L’Europe doit intervenir dans le conflit catalan

Manifestation devant un bureau de la police nationale. Barcelone, 3 octobre 2017. © SUSANA VERA
Manifestation devant un bureau de la police nationale. Barcelone, 3 octobre 2017. © SUSANA VERA

Quand l’Union européenne s’interposera-t-elle dans le conflit catalan? Car le torchon brûle à Barcelone. Madrid est en train de jeter le peuple catalan dans la rue, confisque le matériel de vote de Barcelone, envahit les locaux du mouvement autonomiste, met ses dirigeants en état d’arrestation, menace de prison des centaines de maires catalans au motif qu’ils organiseraient le référendum. On pense au fascisme pas si lointain, à la Guerre de 1936 encore présente en cette terre de feu qu’est la Catalogne, en ce pays fier et violent à l’identité reconnue par sa culture, sa langue, son histoire, son territoire, ses sardanes aussi, identité entretenue chaque été et depuis quarante ans à l’Université de Bellaterra auprès de 9000 professeurs catalans ardents.

Modèle jurassien

Un modèle d’interposition de l’Union Européenne doit s’inventer. Ce modèle existe, il s’est construit dans le Jura suisse, dans les années 1960, au moment où le conflit s’était exacerbé entre un Canton et l’une de ses régions, entre Berne et Delémont.
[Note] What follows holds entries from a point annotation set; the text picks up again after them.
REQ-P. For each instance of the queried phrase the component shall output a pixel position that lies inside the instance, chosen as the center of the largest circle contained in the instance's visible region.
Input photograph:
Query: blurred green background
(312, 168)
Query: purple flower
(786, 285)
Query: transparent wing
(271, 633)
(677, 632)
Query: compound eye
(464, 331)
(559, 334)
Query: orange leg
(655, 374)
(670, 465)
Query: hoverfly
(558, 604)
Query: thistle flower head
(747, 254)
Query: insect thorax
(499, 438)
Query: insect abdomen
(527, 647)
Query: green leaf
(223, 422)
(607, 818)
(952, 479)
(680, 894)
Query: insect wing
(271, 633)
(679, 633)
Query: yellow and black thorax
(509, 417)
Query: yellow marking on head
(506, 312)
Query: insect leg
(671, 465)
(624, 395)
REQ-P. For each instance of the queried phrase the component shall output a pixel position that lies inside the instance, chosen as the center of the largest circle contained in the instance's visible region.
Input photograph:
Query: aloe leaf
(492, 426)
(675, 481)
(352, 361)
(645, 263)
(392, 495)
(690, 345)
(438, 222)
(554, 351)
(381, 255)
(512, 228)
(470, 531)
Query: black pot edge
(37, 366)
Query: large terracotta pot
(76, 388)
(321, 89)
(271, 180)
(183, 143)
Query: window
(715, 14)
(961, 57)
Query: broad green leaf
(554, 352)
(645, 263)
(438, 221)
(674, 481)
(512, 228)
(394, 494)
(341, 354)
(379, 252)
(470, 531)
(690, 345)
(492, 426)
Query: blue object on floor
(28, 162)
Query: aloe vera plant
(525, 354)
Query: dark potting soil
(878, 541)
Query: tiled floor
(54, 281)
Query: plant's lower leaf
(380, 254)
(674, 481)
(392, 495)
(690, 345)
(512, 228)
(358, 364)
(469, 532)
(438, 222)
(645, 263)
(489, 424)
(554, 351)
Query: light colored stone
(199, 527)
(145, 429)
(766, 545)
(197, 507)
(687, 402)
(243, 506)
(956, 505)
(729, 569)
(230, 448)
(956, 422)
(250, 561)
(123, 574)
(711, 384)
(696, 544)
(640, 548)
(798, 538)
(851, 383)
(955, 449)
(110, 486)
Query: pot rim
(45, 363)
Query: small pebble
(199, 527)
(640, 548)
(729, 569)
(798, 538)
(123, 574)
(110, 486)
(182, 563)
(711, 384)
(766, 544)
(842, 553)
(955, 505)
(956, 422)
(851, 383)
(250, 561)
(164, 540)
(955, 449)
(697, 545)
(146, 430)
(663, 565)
Fort de son droit constitutionnel et de son devoir d’intervention entre deux Cantons en conflit, la Confédération s’était interposée et avait conduit, en Commission tripartite, à un processus d’autodétermination original qui a trouvé son terme en septembre 2017, tout récemment, à Moutier. Ce modèle est tragique dans la mesure où il déchire un pays, et il est lent, mais il est exemplaire dans la mesure où il permet à chacune des parties constitutives du conflit de trouver sa meilleure solution et où il conduit à une solution pacifique. Ce droit suisse d’intervention d’une partie tierce dans un processus d’autodétermination d’un pays sur séquence identitaire ne trouve malheureusement pas son pendant à Bruxelles.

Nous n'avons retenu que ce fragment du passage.